The disabled person experiences a barrier, an additional disability. ---
Now the disabled person has to navigate themselves and a Service Dog through “the circus.”—Why? : because someone asks “the question” and “the follow-up question(s)”
“What does she do for you?”
This is an opportunity for teaching. —So why not ask the question?
There are many resources that allow you to learn about Service Dogs.
You will find there is not an exhaustive list of replies for the question: “What does she do for you?”
Each dog is different. Each handler’s need is different.
Imagine if someone asks you: “Why do you brush your teeth?”
Not such a personal question. You won’t mind doing a quick reply.
Now, imagine if someone asks you: “What do your glasses do for you?”
Oh and “May I wear them?”
“Oh please! Just for a minute”
Well, that’s still not so hard.
You may not mind allowing a trial fitting
After all -- --“shades” are cool and they may remind someone of old “shades.”

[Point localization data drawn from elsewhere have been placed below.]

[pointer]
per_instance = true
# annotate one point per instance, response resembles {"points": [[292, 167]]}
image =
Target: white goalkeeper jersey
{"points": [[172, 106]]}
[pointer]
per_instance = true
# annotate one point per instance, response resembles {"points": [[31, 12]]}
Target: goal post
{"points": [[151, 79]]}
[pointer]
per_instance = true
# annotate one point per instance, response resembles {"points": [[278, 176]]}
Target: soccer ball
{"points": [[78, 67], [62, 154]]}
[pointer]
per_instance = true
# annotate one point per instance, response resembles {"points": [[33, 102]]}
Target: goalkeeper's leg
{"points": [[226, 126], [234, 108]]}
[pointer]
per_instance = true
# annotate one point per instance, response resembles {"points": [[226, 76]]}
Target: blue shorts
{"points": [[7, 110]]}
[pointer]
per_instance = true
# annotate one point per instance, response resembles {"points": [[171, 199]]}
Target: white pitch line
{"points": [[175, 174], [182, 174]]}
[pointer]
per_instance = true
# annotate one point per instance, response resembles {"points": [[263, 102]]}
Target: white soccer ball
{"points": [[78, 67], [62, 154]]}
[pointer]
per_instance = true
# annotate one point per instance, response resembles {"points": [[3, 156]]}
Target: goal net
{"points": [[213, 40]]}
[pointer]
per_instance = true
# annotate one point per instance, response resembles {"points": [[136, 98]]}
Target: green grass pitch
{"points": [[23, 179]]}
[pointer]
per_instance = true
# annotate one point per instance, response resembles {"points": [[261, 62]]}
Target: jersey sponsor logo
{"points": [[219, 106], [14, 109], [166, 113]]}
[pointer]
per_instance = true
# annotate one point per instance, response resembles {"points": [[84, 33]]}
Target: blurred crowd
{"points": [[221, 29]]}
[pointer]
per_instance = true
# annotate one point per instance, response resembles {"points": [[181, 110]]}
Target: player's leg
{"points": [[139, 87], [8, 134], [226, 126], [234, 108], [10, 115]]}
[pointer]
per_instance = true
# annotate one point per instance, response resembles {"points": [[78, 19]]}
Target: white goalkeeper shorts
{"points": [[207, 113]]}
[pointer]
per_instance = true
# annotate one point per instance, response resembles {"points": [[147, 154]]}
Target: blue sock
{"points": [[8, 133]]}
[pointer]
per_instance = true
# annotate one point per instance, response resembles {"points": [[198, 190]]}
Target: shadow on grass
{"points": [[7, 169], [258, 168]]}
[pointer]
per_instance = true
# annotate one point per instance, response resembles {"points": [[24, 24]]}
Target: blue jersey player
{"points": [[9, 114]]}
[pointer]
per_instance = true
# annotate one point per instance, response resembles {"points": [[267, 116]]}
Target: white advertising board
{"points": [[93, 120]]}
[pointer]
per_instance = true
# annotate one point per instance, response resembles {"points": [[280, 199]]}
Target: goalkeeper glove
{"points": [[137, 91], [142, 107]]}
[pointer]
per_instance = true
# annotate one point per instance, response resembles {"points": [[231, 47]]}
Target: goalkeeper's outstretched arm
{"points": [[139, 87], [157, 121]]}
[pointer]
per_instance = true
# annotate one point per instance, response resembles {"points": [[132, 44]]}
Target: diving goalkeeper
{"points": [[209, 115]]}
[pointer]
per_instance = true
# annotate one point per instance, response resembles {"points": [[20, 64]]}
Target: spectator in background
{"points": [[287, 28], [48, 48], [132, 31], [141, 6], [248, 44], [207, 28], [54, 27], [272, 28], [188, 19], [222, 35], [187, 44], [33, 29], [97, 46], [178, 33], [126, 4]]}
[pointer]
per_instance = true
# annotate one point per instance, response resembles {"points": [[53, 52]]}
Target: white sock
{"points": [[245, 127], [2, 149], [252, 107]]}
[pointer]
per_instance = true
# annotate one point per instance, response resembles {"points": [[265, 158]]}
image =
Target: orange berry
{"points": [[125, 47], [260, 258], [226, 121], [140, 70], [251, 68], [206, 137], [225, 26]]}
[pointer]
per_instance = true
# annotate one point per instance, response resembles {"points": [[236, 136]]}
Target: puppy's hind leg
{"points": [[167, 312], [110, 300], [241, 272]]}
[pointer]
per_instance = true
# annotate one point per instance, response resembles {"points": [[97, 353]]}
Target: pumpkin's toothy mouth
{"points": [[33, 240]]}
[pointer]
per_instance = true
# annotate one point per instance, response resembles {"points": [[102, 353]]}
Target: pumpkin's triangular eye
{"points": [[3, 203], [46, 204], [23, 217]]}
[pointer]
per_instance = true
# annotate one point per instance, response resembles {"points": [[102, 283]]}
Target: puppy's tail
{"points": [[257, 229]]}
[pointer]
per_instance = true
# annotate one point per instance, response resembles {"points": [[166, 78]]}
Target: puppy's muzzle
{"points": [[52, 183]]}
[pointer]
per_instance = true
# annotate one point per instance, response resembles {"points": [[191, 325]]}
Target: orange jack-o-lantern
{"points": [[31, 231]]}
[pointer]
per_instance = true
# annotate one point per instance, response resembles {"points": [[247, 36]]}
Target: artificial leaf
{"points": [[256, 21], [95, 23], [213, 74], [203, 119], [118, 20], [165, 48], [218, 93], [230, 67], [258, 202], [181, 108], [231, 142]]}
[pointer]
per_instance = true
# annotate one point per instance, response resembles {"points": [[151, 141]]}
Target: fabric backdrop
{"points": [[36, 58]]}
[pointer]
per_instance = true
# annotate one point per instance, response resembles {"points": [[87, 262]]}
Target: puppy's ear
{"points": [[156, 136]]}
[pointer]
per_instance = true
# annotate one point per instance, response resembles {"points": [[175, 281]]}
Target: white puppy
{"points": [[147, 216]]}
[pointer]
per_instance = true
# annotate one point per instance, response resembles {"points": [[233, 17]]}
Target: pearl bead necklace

Remember, they may never get to see another set of “shades” like yours.
Now, image if someone asks you: “Why don’t you have children?” and “ Well have you tried to have children? “
This question is a little more difficult and personal, right?
In the examples above the reason for the glasses may be obvious, but the reason a person is childless is not obvious at all.
The follow up question about glasses doesn’t require much and may even be fun The follow up question about your childless status may be complex, painful and sad.
It’s the same with disability
Just like you a Service Dog handler has his or her own comfort level.
Your question may remind someone of life long barriers.
Your question may remind them of a perfect life disrupted by injury,( often in the line of duty to their country).
Your follow up questions may require medical detail they are not even legally required to share with businesses or employers. --- So, they may not want to disclose it to a total stranger in at a crowded mall,
Service Dogs are fantastic. Your admiration is appreciated. However, please understand: There is a proper time and place for everything
In public we often say: “NOT NOW WE ARE WORKING!”